If you do not have a full system backup made with the Backup command or System Manager—and your root or usr filesystems are so badly damaged that the operating system cannot boot—you have to reinstall your system.

If you need to reinstall the system to read your tapes, install a minimal system configuration and then read your full system backup (made with any backup tool you prefer) over the freshly installed software.

This procedure should restore your system to its former state.


Caution: Existing files of the same pathname on the disk are overwritten during a restore operation, even if they are more recent than the files on tape.

When you first start up your machine, you see the following prompt:

Starting up the system....
To perform system maintenance instead, press <Esc>

  1. Press the <Esc> key.

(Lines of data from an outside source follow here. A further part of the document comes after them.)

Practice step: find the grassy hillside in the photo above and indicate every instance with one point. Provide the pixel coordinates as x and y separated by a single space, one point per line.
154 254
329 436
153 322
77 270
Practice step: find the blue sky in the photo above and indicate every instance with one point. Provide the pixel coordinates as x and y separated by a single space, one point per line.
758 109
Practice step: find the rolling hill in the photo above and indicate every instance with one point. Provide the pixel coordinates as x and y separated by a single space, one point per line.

You see the following menu:

    System Maintenance Menu
    1   Start System
    2   Install System Software
    3   Run Diagnostics
    4   Recover System
    5   Enter Command Monitor
    

  2. Enter the numeral 4 and press <Return>. You see the message:

    System Recovery...
    Press Esc to return to the menu.
    

    After a few moments, you see the message

    Insert the installation tape, then press <enter>: 
    

  3. Insert your bootable tape and press the <Enter> key. You see some messages while the miniroot is loaded. Next you see the message

    Copying installation program to disk....
    

    Several lines of dots appear on your screen while this copy takes place.

  4. You see the message

    CRASH RECOVERY
    You may type sh to get a shell prompt at most questions.
    Remote or local restore: ([r]emote, [l]ocal): [l]
    

  5. Press <Enter> for a local restoration. If your tape drive is on another system accessible by the network, press r and then the <Enter> key. You are prompted for the name of the remote host and the name of the tape device on that host. If you press <Enter> to select a local restoration, you see the message

    Enter the name of the tape device: [/dev/tape] 
    

    You may need to enter the exact device name of the tape device on your system, since the miniroot may not recognize the link to the convenient /dev/tape filename. As an example, if your tape drive is drive #2 on your integral SCSI bus (bus 0), the most likely device name is /dev/rmt/tps0d2nr. If it is drive #3, the device is /dev/rmt/tps0d3nr.

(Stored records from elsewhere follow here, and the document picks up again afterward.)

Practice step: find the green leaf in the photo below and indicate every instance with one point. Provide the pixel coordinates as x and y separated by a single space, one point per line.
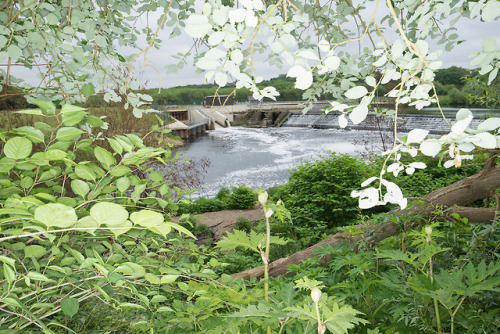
356 92
85 172
88 89
123 184
147 218
131 269
47 106
18 148
156 177
72 118
38 277
104 157
9 273
166 279
123 228
80 187
153 279
158 299
14 52
70 306
8 260
66 108
88 223
35 135
179 228
131 305
55 154
55 214
110 214
94 121
68 133
115 145
165 309
120 171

  6. The system prompts you to insert the backup tape. When the tape has been read back onto your system disk, you are prompted to reboot your system.

Recovery After System Corruption

From time to time you may experience a system crash due to file corruption. Systems cease operating (“crash”) for a variety of reasons. Most common are software crashes, followed by power failures of some sort, and least common are actual hardware failures. Regardless of the type of system crash, if your system files are lost or corrupted, you may need to recover your system from backups to its pre-crash configuration.

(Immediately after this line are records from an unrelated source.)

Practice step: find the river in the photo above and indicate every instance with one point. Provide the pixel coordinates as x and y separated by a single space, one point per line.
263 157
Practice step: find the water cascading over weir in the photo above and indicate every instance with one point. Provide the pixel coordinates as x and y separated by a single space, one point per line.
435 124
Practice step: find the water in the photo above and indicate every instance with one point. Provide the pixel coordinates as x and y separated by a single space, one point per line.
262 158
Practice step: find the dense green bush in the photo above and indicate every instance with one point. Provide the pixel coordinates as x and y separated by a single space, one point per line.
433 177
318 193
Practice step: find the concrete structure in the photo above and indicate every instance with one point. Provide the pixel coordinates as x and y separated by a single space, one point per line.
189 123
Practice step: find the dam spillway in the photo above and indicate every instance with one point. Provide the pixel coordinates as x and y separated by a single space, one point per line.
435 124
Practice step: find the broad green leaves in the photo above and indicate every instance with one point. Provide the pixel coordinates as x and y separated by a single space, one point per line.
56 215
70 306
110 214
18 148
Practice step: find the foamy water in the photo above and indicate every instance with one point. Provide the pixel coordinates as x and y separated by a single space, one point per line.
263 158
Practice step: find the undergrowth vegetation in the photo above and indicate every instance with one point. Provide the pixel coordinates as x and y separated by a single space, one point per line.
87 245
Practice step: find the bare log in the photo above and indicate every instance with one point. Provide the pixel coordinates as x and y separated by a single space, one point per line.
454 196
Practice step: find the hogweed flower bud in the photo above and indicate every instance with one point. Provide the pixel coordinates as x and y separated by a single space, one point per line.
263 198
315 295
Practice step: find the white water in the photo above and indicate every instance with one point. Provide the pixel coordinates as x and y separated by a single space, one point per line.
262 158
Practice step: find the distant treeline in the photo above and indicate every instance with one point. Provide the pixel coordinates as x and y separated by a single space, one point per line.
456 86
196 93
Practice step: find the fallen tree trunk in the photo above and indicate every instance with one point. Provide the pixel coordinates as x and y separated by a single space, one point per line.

Once you repair or replace any damaged hardware, you are ready to recover the system. Regardless of the nature of your crash, you should reference the information in the section “Restoring a Filesystem From the System Maintenance Menu” in the IRIX Admin: Backup, Security, and Accounting manual.

The System Maintenance Menu recovery command is designed for use as a full backup system recovery. After you have done a full restore from your last complete backup, you may restore newer files from incremental backups at your convenience. This command is designed to be used with archives made using the Backup utility or through the System Manager. The System Manager is described in detail in the Personal System Administration Guide. System recovery from the System Maintenance Menu is not intended for use with the tar, cpio, dd, or dump utilities. You can use these other utilities after you have recovered your system.

You may also be able to restore filesystems from the miniroot. For example, if your root filesystem has been corrupted, you may be able to boot the miniroot, unmount the root filesystem, and then use the miniroot version of restore, xfs_restore, bru, cpio, or tar to restore your root filesystem. Refer to the reference (man) pages on these commands for details on their application.

Refer to the IRIX Admin: System Configuration and Operation manual for instructions on good general system administration practices.